Table Of Contents
Configuring Unknown Unicast Flood Control
Understanding UUFB and UUFRL
Configuring UUFB
Configuring UUFRL
Configuring Unknown Unicast Flood Control
This chapter describes how to configure the unknown unicast flood blocking (UUFB) and unknown unicast flood rate-limiting (UUFRL) features in Cisco IOS Software Release 12.2SX.
Note For complete syntax and usage information for the commands used in this chapter, see the Cisco IOS Software Releases 12.2SX Command References at this URL:
http://www.cisco.com/en/US/docs/ios/mcl/122sx_mcl.html
Understanding UUFB and UUFRL
Unknown unicast traffic is flooded to all Layer 2 ports in a VLAN. You can use the UUFB and UUFRL features to prevent or limit this traffic.
The UUFB feature blocks unknown unicast traffic flooding at a specific port, only permitting egress traffic with MAC addresses that are known to exist on the port. The UUFB feature is supported on all ports that are configured with the switchport command, including private VLAN (PVLAN) ports.

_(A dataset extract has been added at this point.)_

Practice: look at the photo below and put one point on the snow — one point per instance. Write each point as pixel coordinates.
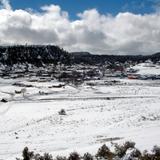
(129, 110)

The UUFRL feature applies a rate limit globally to unknown unicast traffic on all VLANs.
Configuring UUFB
To configure UUFB, perform this task:
|
Command
|
Purpose
|
Step 1
|
Router# configure terminal
|
Enters global configuration mode.
|
Step 2
|
Router(config)# interface {{type1 slot/port} |
{port-channel number}}
|
Selects the interface to configure.
|
Step 3
|
Router(config-if)# switchport block unicast
|
Enables UUFB on the port.
|
Step 4
|
Router(config-if)# do show interfaces
[type1 slot/port] switchport | include unicast
|
Verifies the configuration.
|
This example shows how to configure UUFB on Fast Ethernet port 5/12 and how to verify the configuration:
Router# configure terminal
Router(config)# interface fastethernet 5/12
Router(config-if)# switchport block unicast
Router(config-if)# do show interface fastethernet 5/12 switchport | include unicast
Unknown unicast blocked: enabled
Configuring UUFRL
Note The UUFRL feature is only available with the Supervisor Engine 720-10GE.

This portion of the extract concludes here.